The minority Turkish Cypriots, meanwhile, say Greek Cypriots pay lip service to their core demand of equal partnership in the running of an envisioned federation — especially on holding the federal presidency alternately.
It’s still unclear if talks can result in a deal both sides can rally behind. Cyprus was split in 1974 when Turkey invaded following a coup mounted by supporters of union with Greece. A breakaway Turkish Cypriot state in the island’s north is recognized only by Turkey which keeps more than 35,000 troops there.
With talks delving deeper, bargaining has become more complicated. President Nicos Anastasiades said Turkish Cypriot conditions on how they’ll be represented in decision-making bodies would “paralyze” the state. Moreover, he said Turkey’s demand that its citizens be granted the freedom to relocate and transfer money, services and goods to Cyprus as part of any peace deal would mean “Cyprus’ takeover through peaceful means.”
Compounding the difficulties is Turkey’s condition for its troops and military intervention rights to stay in place after reunification, something that Turkish Cypriots say ensures their security but Greek Cypriots strongly reject.

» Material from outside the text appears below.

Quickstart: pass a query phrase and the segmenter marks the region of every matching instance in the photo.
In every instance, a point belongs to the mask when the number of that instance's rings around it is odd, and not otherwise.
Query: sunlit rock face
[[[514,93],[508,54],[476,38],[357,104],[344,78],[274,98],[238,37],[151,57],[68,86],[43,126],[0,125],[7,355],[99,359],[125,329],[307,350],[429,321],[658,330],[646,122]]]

Meanwhile, acrimony over legislation making a brief reference to a 1950 referendum on union with Greece mandatory in Greek Cypriot schools has sharpened divisions among Greek Cypriots. The legislation was reversed last week following Turkish Cypriot protests, but the move splintered Greek Cypriot opinion between those who saw it as necessary to get talks back on track and those who saw it as acquiescing to Turkey’s will.
Anastasiades called the legislation kerfuffle a pretext for Akinci to halt talks ahead of Sunday’s referendum on whether to concentrate more power in the hands of Turkish President Recep Tayyip Erdogan, who sought to project toughness in order to woo the nationalist vote.